February 18th, 2010
|roseskill||02:34 pm - his birthday...|
Hello, all. Well, it's happened. I'm now nineteen months out, and today is what would have been Chad's twenty-ninth birthday. Ow. This leaves me feeling crippled. How did I make it this far? How have I managed to rebuild my life, such as it is?
So two questions for those of you who've been there, so to speak. Well, one is simply an observation, but I digress. My facebook profile now says In a relationship. That feels just weird, partly because Chad's will always say he's married to me. I was in another, very brief, relationship. When I'm went to change my profile, my mouse hovered over Single before finally clicking on Widowed. Does this ever change? Will we be forever Widowed? I can't think of myself as simply Single anymore. I may be In a relationship, but I feel as though I will always be Chad's widow. Does anyone else feel this way?

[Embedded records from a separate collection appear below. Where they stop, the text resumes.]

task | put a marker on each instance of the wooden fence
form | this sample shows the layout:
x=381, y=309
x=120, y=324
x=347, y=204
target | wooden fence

Now for a less speculative question. As stated above, I have officially re-entered the dating world. I took my own sweet time in doing so, and it looks as though I might have found someone who isn't going to run at the first twinges of grief, such as today. He's very kind, he knows enough of what happened nineteen months ago. He knows I still love Chad and think of him nearly constantly, even now.
But I feel still as though I'm being disloyal to Chad. Does this ever go away, or is it rather like the grief itself, where it simply gets easier to bear?
I told my mom, before I began dating Truman, that this exactly was what I was looking for. But now I think I'm going to accidentally destroy it with my fears and insecurities.
My brother, who knows that this guy is the best thing that's happened to me since Chad, advised me gently to just take the flying leap off this bridge, that I might be surprised when someone catches me this time. Problem is, I've taken this leap before. It was beautiful being caught, but scrambling back up to take another jump, another chance ... frankly, I'm scared.
|Date:||February 19th, 2010 04:52 am (UTC)|| |
Hi, paintedtwilight. I just wanted to say that I remember your kind words from a year ago, and thank you. You helped me through some of the toughest patches by just understanding. Thank you, and I'm truly happy you've found happiness :)
Re: his birthday...
Aww, well I am glad I can help even if I never actually have advice. Just understanding.
Thanks, my boyfriend is great. I do still miss my fiance so much, though. It's tough without him.
But I guess this is my life now, y'know?